Not to mention the fact that the majority of email clients these days don't even actually show you the full URL of the mail server that the mail is coming from. It gets obfuscated away over the display name and you have to explicitly go out of your way to actually see the full URL

[–] Charzard4261 5 points 6 days ago

This is so crazy to me. Why the hell did they start hiding the address? The one thing that can't be faked? Couldn't believe how hard it was the first time I needed to check.

[–] [email protected] 13 points 6 days ago

Lol that person is stupid. these test phishing mails are super easy to spot. I hope they don't work in tech

[–] [email protected] 13 points 6 days ago

You guys read your emails?

[–] [email protected] 24 points 6 days ago (1 children)

Sounds like phishing tests are just the company outsourcing spam filtering to their own employees instead of paying for a spam filtering service of their own.

[–] [email protected] 8 points 6 days ago (1 children)

You must be having issues with your hearing.

[–] [email protected] 2 points 6 days ago (1 children)

You don't have a voice in your mind where you "hear" words as you read then?

[–] [email protected] 2 points 6 days ago

Actually, apparently, some people don't have that inner voice. It's a legitimate thing. https://youtu.be/7EIpwVHa_P8

[–] [email protected] 11 points 6 days ago (1 children)

If the email did indeed originate from the company you work for, they owe you a gas card. Employers can't offer you money or benefits as a practical joke and then just say "April Fools!" There are laws regarding offers from your employer for compensation and benefits.

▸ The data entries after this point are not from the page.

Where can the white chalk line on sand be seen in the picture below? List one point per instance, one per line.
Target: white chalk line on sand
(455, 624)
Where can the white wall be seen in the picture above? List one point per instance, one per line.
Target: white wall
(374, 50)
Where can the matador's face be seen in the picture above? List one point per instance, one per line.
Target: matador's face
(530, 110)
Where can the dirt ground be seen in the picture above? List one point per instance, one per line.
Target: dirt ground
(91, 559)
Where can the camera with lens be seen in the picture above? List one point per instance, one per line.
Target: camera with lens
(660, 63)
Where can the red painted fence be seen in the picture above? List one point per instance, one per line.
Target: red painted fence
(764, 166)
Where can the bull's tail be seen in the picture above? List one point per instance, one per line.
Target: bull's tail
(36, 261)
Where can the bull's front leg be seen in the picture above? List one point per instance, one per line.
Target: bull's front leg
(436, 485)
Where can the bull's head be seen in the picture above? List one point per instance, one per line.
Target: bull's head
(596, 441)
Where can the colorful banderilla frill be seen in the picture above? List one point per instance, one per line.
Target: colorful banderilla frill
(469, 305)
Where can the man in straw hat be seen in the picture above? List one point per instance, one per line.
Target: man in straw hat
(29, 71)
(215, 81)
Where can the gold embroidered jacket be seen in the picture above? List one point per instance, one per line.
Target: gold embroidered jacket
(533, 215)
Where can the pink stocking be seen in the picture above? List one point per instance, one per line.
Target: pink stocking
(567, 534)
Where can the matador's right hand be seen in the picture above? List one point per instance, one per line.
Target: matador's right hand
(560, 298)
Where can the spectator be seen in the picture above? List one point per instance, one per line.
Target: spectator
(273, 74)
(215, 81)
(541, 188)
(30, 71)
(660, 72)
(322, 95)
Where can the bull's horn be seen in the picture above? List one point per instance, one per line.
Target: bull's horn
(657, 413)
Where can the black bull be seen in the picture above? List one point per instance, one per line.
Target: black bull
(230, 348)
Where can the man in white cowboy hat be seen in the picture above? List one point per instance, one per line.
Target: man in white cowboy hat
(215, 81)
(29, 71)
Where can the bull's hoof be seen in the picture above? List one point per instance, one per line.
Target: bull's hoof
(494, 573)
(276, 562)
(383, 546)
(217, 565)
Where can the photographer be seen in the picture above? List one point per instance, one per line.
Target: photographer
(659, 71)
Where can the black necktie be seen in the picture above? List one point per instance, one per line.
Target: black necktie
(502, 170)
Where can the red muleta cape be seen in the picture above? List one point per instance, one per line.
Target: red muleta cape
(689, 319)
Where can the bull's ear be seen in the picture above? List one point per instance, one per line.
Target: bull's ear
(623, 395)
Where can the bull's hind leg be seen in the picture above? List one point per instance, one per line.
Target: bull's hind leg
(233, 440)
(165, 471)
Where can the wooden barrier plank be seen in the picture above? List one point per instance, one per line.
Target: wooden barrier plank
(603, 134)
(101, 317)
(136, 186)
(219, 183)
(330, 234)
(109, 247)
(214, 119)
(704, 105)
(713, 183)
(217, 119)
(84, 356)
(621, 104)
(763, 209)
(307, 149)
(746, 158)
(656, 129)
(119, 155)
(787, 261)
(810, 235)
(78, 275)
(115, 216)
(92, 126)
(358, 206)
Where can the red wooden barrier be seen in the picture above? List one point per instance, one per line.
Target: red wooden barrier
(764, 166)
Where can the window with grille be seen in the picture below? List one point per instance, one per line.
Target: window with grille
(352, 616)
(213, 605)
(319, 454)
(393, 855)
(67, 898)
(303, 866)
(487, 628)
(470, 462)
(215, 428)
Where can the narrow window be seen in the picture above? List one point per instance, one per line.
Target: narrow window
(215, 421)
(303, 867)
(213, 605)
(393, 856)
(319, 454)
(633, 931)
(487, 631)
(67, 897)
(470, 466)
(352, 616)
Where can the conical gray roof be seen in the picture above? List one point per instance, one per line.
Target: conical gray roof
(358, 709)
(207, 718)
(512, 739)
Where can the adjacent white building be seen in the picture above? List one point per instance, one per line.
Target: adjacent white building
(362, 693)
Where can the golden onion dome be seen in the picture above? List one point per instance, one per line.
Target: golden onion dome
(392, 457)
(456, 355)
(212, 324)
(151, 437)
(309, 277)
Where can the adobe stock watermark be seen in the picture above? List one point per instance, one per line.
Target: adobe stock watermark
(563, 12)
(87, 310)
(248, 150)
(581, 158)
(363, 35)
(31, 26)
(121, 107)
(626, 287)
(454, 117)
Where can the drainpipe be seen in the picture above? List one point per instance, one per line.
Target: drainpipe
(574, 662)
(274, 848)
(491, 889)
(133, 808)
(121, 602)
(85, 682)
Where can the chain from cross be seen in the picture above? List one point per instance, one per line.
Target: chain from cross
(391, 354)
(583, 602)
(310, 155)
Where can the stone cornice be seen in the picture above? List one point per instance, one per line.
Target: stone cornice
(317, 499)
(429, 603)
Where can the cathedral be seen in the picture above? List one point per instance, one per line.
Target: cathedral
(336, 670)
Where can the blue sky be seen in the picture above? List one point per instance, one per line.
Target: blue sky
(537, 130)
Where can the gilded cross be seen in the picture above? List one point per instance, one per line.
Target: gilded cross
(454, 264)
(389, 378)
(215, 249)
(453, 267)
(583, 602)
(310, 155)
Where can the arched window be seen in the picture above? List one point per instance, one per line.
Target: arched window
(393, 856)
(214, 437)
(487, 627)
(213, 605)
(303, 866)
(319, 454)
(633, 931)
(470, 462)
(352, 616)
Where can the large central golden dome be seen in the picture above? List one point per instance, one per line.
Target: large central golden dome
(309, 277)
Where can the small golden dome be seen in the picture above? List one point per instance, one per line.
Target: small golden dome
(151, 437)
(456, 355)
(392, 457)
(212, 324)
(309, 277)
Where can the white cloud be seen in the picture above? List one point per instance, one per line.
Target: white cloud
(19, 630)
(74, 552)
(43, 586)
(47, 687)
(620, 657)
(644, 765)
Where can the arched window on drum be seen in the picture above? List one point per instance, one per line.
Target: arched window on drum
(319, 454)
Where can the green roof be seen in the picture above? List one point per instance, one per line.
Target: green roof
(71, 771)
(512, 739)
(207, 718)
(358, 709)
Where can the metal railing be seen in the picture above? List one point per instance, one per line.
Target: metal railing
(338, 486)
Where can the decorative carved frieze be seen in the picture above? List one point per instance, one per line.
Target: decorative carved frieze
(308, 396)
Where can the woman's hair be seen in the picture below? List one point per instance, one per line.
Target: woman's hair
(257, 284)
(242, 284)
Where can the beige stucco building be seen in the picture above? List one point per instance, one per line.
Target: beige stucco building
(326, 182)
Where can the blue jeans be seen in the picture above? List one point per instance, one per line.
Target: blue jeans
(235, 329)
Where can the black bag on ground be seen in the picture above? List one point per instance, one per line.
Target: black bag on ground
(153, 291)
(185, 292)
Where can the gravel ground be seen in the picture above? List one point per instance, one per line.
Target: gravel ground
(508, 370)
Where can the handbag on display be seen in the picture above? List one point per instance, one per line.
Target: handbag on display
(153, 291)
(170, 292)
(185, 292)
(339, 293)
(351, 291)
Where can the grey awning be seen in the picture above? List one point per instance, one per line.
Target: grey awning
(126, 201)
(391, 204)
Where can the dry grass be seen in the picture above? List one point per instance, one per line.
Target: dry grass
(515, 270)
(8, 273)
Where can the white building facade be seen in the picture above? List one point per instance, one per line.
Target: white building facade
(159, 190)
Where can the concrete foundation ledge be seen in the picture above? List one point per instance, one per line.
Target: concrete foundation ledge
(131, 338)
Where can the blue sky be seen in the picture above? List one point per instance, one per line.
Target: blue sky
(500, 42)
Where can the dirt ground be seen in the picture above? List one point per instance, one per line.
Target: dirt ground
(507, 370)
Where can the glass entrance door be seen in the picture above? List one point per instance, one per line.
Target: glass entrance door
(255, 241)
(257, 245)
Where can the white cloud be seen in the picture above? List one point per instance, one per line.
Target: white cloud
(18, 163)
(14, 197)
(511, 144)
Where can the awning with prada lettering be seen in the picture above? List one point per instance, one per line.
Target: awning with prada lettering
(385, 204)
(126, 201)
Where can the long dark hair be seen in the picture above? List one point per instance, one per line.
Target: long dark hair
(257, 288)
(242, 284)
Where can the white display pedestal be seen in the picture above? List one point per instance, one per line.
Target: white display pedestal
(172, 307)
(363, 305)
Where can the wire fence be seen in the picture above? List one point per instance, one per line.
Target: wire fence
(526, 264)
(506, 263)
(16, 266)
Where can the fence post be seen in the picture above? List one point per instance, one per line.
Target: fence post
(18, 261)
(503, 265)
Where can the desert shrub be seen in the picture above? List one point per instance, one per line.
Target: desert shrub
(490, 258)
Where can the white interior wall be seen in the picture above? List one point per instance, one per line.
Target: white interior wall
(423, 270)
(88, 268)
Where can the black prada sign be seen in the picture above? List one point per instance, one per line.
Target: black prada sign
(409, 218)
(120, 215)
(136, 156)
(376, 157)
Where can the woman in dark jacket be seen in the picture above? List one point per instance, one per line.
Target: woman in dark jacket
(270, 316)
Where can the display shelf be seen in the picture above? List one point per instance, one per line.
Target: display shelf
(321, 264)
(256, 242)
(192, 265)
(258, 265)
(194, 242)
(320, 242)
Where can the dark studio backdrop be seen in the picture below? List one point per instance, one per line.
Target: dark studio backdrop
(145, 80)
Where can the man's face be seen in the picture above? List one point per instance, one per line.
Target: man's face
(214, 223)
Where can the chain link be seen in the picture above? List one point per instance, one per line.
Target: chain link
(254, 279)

[–] [email protected] 1 points 3 days ago

It most likely didn't though, most phishing campaigns are offered by postmaster services. Not to mention, the email domain was probably not an official company one (this first sign of a phishing email).

[–] [email protected] 10 points 6 days ago

You can tell it's fake because it suggests that corporate would just hand you a new benefit out of the blue.

[–] [email protected] 8 points 6 days ago (1 children)

phish tests are redundant after a point. I flagged the first few but they upped the frequency so much it got ridiculous. Turns out the header for the phishing tests all contains the name of the testing company. New phish tests are re directed to my brownie points folder, so I just have to worry about the real thing now

[–] [email protected] 4 points 6 days ago

I've worked more than one place that did constant phishing testing, and also corporate creatures would send out links to websites we've never used before that everyone was required to click, so the only way to tell whether this was in the "get fired for clicking" or the "get fired for not clicking" bucket was that phishing test header. They never understood why this was a problematic combination, and never stopped doing both.

[–] [email protected] 5 points 6 days ago

All emails get automatically forwarded to the IT department, for "suspected phishing". If it is from a known internal source, especially so.